Cecelia lui jeta un regard inquiet tandis qu’elles approchaient de l’embranchement qui menait au domaine du front de mer des Garland. Les parents de Josh vivaient dans un vaste manoir tout au bout de la propriété, tandis que Josh occupait la luxueuse maison d’hôtes située au bord de l’eau.
Il vivait là depuis leur divorce.
Feenie jeta un coup d’œil à sa montre. Il était déjà neuf heures passées et elle n’avait pas le temps de se faire sermonner. Josh jouait au poker tous les mercredis soir au club, et Feenie voulait visiter son intérieur pendant son absence. Elle s’accorda exactement deux minutes pour gérer la frousse de Cecelia.
— Celie, j’apprécie ton inquiétude, mais je sais ce que je fais, d’accord ? Alors maintenant, tu es avec moi ou pas ?
D’accord, ce n’était pas le discours le plus persuasif qui soit, mais Feenie savait qu’il n’en fallait pas plus. Depuis que Josh avait fait équipe avec des avocats sans scrupule pour arnaquer Feenie pendant le divorce, Cecelia et elle n’avaient cessé d’élaborer, depuis lors, des plans pour se venger de lui. La plupart impliquaient la mutilation, mais le plan de ce soir pourrait aussi fonctionner.

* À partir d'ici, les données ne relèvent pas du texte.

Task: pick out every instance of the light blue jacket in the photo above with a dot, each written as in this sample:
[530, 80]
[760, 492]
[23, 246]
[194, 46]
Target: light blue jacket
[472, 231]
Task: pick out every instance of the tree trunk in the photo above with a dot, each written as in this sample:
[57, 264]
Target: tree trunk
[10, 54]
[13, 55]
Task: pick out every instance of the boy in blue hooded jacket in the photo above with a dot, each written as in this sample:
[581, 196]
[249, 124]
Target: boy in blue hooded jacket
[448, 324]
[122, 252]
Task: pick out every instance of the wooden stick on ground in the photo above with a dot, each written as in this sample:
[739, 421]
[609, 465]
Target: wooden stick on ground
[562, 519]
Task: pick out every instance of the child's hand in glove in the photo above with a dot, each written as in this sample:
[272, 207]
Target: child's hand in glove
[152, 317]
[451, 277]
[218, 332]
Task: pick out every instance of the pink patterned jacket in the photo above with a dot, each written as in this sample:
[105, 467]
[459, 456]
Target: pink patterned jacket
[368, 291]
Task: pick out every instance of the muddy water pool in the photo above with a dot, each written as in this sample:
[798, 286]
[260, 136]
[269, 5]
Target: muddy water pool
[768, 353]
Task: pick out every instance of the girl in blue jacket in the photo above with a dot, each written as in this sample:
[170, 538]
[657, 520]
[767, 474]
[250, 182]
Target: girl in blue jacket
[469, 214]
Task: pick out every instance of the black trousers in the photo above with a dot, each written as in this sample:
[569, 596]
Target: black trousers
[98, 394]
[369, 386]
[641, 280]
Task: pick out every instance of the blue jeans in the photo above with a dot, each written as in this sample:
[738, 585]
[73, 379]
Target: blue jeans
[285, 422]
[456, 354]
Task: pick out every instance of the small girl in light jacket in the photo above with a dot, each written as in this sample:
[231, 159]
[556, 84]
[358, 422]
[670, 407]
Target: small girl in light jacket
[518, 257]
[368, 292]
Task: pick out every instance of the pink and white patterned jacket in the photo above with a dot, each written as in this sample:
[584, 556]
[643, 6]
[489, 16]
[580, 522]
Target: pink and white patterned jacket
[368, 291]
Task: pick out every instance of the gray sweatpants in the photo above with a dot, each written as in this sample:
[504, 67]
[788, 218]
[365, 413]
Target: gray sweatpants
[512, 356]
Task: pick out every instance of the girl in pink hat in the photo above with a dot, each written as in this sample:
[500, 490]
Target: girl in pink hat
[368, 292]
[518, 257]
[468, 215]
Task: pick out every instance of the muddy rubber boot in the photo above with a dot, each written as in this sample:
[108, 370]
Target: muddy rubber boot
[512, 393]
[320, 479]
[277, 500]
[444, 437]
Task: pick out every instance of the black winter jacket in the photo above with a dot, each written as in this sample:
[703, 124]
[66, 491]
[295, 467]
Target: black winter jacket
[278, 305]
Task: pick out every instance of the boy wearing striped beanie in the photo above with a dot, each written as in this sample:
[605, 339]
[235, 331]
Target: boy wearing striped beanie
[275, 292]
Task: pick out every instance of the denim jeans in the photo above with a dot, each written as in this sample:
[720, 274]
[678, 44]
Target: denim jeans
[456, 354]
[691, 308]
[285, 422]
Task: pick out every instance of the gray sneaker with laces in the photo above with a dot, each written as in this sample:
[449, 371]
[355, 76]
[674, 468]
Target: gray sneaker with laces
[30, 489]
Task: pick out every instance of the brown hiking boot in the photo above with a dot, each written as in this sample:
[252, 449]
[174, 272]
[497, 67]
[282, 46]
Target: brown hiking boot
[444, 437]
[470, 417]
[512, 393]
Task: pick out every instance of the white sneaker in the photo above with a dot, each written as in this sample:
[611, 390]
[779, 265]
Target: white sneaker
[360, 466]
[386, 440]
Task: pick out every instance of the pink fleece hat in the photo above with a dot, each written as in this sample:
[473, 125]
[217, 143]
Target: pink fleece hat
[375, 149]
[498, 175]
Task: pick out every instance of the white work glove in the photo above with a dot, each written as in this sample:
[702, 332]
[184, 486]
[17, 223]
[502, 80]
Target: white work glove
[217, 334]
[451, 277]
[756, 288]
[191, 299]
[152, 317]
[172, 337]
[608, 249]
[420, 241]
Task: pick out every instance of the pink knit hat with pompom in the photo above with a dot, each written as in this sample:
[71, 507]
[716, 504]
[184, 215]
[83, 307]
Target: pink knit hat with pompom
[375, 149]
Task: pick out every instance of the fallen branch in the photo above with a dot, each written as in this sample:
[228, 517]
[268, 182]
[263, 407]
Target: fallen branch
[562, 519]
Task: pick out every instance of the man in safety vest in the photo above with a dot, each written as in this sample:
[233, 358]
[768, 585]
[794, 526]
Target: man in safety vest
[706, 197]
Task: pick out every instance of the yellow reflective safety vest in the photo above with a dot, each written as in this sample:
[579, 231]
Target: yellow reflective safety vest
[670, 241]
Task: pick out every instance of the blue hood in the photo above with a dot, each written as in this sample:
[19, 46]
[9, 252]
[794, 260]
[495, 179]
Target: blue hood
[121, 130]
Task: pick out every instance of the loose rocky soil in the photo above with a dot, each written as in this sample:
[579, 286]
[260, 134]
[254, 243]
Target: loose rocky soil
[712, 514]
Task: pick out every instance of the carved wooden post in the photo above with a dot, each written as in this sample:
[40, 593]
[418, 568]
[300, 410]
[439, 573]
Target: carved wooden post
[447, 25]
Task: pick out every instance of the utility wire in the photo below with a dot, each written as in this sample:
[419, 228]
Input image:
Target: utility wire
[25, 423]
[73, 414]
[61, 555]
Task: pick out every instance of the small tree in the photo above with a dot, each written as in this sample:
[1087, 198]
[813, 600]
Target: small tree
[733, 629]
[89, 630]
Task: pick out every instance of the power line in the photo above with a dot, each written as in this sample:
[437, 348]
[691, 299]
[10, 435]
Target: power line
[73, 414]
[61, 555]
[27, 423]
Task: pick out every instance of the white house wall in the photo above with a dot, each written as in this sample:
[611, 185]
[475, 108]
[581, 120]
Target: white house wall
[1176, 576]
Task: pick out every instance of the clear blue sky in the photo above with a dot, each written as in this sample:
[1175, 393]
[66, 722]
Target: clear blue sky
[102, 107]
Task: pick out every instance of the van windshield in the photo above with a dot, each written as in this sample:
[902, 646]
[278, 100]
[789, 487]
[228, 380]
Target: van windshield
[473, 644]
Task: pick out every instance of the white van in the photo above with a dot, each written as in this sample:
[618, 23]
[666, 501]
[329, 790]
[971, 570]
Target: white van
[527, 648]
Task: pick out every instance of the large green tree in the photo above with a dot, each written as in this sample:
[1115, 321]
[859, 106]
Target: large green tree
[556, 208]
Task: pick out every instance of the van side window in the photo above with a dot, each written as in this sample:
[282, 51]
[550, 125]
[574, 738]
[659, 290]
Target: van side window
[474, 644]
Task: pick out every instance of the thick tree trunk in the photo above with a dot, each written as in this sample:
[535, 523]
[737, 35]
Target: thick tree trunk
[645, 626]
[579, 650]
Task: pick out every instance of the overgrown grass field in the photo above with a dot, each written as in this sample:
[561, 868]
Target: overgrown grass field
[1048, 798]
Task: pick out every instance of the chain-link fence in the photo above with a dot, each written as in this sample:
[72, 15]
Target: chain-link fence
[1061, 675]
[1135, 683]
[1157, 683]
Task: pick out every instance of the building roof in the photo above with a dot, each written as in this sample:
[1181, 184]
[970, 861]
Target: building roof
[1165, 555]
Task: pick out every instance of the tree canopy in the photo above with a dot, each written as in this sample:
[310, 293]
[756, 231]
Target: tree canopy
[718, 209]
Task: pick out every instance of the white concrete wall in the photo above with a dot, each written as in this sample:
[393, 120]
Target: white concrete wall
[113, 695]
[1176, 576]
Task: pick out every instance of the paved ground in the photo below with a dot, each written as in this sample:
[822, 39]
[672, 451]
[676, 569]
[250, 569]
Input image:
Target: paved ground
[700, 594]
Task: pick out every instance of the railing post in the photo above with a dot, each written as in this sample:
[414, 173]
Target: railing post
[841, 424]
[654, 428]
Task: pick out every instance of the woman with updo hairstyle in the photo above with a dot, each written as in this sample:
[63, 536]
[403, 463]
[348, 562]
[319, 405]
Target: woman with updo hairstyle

Cecelia regarda par-dessus son épaule, comme si elles étaient poursuivies par une armée de voitures de police.
— J’aime pas ça, Feenie. C’est une intrusion ! Une violation de domicile ! Si Robert l’apprend, il va me tuer !
Le mari de Cecelia était comptable, et un véritable rigoriste en matière de lois et de règlements. Feenie lui jeta un regard implorant.
— Bon, d’accord, ça va ! dit Cecelia. Mais fais vite, d’accord ? Dix minutes. Je vais faire le tour du quartier et je reviens. Je veux qu’on soit loin d’ici quand Josh rentrera.
Cecelia arrêta la voiture devant la seconde allée des Garland qui menait directement à la maison d’hôtes. Feenie sauta hors de la voiture avant que Cecelia change d’avis.
Le tonnerre grondait au loin tandis que Feenie se glissait dans l’allée. Quand elle sentit quelques gouttes tomber, elle s’écarta des gravillons et marcha sur le gazon. La maison apparut enfin, flanquée par un hangar à bateaux altéré par le temps. Elle s’accroupit derrière un massif de sagoutiers et inspecta les lieux.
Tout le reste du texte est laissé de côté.